5. Even assuming that the respondent Sangguniang Panlungsod and the respondent
Ad-Hoc Committee had the power to issue the subpoena and the order complained of,
such issuances would still be void for being ultra vires.The contempt power (and the
subpoena power) if actually possessed, may only be exercised where the subject matter
of the investigation is within the jurisdiction of the legislative body (Arnault v.
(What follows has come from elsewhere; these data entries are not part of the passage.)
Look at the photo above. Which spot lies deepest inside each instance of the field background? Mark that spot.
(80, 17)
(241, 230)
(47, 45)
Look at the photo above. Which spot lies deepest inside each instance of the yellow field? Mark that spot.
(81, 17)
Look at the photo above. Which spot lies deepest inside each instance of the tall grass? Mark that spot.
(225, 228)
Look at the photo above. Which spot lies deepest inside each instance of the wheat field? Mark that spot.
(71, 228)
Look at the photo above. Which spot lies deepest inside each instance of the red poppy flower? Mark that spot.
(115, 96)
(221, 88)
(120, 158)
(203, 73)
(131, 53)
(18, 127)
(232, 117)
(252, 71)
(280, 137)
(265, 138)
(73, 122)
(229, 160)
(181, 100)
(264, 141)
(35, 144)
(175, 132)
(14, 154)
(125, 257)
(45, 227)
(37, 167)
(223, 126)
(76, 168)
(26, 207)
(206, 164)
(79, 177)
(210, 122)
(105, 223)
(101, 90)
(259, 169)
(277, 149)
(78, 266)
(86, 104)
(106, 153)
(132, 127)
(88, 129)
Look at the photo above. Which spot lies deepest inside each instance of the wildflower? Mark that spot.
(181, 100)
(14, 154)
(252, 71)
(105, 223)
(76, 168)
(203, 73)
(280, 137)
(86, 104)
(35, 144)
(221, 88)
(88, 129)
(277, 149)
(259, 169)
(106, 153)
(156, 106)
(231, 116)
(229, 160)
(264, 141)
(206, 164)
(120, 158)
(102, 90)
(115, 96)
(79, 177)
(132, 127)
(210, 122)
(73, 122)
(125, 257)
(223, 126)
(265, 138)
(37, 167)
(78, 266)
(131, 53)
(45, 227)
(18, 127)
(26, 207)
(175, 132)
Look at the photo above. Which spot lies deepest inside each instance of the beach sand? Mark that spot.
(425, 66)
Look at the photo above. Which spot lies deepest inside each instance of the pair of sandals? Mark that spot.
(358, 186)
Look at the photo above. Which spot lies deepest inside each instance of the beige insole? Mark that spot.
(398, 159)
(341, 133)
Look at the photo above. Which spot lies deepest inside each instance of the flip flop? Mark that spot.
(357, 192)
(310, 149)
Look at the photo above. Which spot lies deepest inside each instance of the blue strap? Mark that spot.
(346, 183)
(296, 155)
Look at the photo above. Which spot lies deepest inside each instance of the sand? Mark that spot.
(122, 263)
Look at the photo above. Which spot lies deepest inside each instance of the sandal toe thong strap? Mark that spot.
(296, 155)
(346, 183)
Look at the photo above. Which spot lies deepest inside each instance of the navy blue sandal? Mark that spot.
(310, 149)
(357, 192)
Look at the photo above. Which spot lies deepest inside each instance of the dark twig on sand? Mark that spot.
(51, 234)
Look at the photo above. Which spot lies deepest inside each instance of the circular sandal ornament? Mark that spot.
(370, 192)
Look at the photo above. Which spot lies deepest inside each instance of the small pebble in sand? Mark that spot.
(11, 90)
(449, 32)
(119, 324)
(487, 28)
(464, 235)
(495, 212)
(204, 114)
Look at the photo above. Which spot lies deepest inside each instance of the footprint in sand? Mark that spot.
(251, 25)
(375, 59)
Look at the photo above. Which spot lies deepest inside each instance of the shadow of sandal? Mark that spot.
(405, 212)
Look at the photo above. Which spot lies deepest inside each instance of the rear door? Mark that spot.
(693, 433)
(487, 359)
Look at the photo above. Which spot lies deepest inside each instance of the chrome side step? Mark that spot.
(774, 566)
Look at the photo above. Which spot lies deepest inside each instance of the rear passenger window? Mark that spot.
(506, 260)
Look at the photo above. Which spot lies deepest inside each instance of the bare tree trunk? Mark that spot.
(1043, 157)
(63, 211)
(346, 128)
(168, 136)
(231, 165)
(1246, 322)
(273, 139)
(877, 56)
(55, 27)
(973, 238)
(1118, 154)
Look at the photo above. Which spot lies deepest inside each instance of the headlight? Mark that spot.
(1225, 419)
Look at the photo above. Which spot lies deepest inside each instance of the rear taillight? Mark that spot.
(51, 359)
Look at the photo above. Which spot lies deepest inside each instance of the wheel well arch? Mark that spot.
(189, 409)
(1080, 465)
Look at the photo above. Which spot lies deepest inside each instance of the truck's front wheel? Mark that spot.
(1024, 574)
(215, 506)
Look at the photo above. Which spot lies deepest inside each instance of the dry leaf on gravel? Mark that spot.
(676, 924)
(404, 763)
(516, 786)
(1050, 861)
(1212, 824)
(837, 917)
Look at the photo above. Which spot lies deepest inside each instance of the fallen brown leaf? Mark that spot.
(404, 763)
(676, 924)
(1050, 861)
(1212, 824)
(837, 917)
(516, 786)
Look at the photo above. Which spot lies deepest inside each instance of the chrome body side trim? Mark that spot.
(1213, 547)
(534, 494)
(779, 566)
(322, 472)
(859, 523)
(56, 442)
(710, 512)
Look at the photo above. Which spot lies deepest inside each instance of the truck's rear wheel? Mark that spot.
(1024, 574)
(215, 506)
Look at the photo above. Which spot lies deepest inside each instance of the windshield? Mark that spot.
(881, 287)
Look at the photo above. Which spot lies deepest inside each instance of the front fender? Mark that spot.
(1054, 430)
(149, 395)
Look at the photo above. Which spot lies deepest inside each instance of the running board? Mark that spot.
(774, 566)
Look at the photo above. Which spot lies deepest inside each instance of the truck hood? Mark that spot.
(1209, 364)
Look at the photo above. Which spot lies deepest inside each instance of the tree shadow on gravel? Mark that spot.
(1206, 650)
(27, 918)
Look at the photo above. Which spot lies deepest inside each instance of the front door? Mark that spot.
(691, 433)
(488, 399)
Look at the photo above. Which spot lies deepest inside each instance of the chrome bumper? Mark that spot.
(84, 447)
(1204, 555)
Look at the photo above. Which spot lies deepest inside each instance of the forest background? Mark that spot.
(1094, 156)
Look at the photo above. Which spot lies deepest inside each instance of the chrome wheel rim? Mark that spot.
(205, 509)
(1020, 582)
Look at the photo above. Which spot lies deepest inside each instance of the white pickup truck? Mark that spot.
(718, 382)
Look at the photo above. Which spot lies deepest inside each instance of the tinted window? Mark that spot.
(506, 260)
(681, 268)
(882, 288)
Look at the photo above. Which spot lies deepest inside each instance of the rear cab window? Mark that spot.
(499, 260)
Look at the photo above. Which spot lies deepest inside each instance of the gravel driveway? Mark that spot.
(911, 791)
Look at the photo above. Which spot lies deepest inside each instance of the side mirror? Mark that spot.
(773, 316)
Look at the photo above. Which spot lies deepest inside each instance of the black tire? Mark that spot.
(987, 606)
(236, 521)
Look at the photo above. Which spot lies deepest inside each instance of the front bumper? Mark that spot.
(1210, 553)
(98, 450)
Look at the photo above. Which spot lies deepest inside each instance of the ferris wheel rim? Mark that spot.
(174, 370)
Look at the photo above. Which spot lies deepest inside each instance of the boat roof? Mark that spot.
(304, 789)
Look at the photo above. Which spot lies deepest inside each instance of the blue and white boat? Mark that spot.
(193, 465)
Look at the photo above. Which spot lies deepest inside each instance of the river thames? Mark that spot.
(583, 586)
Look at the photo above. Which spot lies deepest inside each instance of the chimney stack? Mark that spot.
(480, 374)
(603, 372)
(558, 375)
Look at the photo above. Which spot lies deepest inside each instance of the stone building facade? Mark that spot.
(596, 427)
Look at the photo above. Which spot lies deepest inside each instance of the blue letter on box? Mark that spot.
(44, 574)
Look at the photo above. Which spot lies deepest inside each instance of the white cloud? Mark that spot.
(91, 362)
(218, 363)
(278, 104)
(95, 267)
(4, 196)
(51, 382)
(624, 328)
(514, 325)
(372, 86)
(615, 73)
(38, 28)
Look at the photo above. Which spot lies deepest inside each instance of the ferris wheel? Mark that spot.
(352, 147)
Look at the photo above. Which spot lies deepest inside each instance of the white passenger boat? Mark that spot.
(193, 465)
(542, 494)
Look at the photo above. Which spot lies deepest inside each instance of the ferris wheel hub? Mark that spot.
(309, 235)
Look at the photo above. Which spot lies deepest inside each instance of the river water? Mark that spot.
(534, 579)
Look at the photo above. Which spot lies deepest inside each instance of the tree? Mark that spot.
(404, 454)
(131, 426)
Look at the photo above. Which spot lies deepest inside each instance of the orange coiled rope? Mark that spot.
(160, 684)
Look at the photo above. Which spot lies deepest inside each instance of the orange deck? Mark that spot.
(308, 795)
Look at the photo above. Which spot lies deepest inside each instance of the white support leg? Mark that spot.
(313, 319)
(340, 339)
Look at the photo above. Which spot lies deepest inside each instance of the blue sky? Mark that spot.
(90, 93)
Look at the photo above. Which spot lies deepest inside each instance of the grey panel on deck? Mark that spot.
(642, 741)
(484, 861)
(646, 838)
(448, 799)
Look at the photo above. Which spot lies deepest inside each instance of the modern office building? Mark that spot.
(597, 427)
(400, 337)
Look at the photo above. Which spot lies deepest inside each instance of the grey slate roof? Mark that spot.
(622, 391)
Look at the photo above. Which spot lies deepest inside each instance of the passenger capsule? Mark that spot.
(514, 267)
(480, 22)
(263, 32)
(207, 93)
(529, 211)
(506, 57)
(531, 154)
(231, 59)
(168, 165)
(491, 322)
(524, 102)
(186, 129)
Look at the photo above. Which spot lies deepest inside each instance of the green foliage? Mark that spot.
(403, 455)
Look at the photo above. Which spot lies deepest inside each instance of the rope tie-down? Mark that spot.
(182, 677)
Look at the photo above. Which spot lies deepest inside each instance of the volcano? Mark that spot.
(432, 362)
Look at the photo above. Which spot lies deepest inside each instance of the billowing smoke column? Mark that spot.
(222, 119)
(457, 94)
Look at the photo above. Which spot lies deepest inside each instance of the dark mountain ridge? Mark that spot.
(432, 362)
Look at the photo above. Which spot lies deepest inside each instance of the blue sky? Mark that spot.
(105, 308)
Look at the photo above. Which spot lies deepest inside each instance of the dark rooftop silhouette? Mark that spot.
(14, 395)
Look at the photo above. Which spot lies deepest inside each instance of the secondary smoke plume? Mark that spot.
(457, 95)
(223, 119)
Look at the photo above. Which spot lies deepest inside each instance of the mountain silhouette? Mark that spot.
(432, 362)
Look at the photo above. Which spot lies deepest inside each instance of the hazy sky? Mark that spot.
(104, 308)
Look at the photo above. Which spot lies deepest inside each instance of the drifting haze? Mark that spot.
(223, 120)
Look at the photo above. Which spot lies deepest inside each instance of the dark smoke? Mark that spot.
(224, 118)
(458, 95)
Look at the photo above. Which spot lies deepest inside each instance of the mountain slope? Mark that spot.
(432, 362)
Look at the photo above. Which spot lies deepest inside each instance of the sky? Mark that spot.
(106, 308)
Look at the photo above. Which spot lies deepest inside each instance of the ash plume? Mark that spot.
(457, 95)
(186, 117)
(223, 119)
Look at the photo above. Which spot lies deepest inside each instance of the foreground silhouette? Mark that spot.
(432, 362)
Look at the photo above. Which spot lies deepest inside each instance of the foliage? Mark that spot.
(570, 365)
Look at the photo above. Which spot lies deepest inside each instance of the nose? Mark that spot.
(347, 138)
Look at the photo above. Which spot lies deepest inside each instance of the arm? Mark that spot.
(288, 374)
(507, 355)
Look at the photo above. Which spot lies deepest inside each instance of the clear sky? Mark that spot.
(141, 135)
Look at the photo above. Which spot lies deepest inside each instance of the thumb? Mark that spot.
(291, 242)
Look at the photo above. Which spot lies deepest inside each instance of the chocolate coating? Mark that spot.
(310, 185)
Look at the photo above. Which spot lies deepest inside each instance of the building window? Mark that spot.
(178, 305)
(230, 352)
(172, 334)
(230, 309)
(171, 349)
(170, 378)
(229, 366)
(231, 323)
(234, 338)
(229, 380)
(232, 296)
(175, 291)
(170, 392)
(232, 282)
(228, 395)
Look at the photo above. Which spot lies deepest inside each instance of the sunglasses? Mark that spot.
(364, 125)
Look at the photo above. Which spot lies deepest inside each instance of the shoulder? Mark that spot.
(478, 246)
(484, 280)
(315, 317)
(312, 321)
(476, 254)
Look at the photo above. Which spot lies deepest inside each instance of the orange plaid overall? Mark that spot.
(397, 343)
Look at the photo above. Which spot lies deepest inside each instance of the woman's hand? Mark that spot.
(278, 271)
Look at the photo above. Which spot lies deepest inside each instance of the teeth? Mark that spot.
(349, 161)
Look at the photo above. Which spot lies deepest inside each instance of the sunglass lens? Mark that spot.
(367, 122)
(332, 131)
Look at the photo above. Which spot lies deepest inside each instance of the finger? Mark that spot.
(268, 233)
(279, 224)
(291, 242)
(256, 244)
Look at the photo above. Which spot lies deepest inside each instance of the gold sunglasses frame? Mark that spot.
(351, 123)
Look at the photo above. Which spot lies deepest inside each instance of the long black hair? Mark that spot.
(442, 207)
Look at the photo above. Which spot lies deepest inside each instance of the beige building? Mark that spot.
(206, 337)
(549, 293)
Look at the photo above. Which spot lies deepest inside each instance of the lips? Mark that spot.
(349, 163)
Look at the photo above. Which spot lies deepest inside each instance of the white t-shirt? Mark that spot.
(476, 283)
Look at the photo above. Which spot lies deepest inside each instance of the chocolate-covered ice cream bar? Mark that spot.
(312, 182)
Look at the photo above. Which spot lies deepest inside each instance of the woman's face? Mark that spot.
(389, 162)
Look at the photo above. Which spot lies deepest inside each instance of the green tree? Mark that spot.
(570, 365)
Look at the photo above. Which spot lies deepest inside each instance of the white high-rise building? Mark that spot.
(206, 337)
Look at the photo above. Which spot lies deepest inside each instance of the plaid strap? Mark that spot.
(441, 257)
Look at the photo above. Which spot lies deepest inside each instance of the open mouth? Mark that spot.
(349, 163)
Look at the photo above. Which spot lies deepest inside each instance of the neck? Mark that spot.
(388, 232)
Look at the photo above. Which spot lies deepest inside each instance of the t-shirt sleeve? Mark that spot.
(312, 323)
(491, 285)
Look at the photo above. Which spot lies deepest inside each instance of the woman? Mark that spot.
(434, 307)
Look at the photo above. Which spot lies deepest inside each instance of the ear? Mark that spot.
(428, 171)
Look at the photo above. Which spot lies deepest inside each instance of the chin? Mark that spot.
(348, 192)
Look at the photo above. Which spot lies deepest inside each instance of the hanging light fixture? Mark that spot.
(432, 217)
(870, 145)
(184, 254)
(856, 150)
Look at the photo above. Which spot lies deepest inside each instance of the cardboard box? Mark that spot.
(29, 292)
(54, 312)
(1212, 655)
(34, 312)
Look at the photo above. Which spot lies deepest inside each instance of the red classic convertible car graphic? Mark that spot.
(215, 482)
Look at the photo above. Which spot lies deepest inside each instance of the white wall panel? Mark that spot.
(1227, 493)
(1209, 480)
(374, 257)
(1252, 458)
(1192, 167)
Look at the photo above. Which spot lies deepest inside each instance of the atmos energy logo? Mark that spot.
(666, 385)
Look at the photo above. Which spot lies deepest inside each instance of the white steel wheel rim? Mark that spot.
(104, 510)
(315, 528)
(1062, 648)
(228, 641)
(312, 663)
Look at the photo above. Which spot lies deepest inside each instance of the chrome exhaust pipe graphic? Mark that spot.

Nazareno, supra, citing Kilbourn v. Thompson). As admitted by the respondents in their
Comment, the investigation to be conducted by the Ad-Hoc Committee was to look into
the use by NORECO II of inefficient power lines "of pre-war vintage" which the latter
had acquired from the Visayan Electric Com. company, and "to hear the side of the
petitioners" (Comment, Rollo, p. 50). It comes evident that the inquiry would touch upon
the efficiency of the electric service of NORECO II and, necessarily, its compliance with
the franchise. Such inquiry is beyond the jurisdiction of the respondent Sangguniang
Panlungsod and the respondent committee.
There is no doubt that a city government has the power to enact ordinances regulating
the installation and maintenance of electric power lines or wires within its territorial
jurisdiction. The power subsists notwithstanding the creation of the National
Electrification Administration (NEA), to which body the franchise powers of local
government units were transferred by Presidential Decree No. 269. Section 42 of the
Decree states:
This particular power of the city government is included in the enumeration of powers
and duties of a Sangguniang Panlungsod in Section 177 of the Local Government Code
(Batas Pambansa Blg. 337, February 10, 1983), to wit:
(j) . . . regulate the digging and excavation for the laying of gas, water,
power, and other pipelines, the building and repair of tunnels, sewers and
drains, and all structures thereunder; the placing, stringing,
attaching, installing, repair and construction of all gas mains, electric,
telegraph and telephone wires,conduits meters and other apparatus,
and the correction, condemnation of the same when dangerous or
defective;
The power to inquire into the efficiency of the service supplied by electric cooperatives
is within the franchising powers of the NEA under Sec. 43 of Pres. Dec. No. 269, i.e.:
(2) to repeal and cancel any franchise if the NEA finds that the holder
thereof is not then furnishing, and is unable to or unailling within
reasonable time to furnish adequate and dependable service on an area
coverage within such area;
In the exercise of this power, the NEA may conduct hearings and investigations, issle
subpoenas and invoke the aid of the courts in case of disobedience to its subpoenas
(Sec. 47 & Sec. 54, P.D. 269). Clearly, then, the Sangguniang Panlungsod of
Dumaguete cannot look into an suspected failure of NORECO II to comply with the
standards of electric service prescribed by law and in its franchise. The proper recourse
is to file a complaint with the NEA against NORECO II if there be sufficient basis
therefor.
WHEREFORE, the subpoena dated October 25, 1985 requiring the attendance and
testimony of the petitioners at an investigation by the respondent Ad-Hoc Committee,
and the Order issued by the latter on October 29, 1985 directing herein petitioners to
show cause why they should not be punished for legislative contempt for their
disobedience of said subpoena, is declared null and void for being ultra vires. The
respondent Sangguniang Panlungsod and the respondent Ad-Hoc Committee are
without power to punish non- members for contempt. The Temporary Restraining Order
issued by this Court on November 7, 1985 enjoining said respondents, their agents and
representatives, and the police and other peace officers from enforcing the aforesaid
Order of the respondent committee is made permanent. Petition is GRANTED. No
costs.
SO ORDERED
Teehankee, C.J., Yap, Fernan, Narvasa, Melencio-Herrera, Gutierrez, Jr., Cruz, Paras,
Gancayco, Padilla, Bidin and Sarmiento, JJ., concur.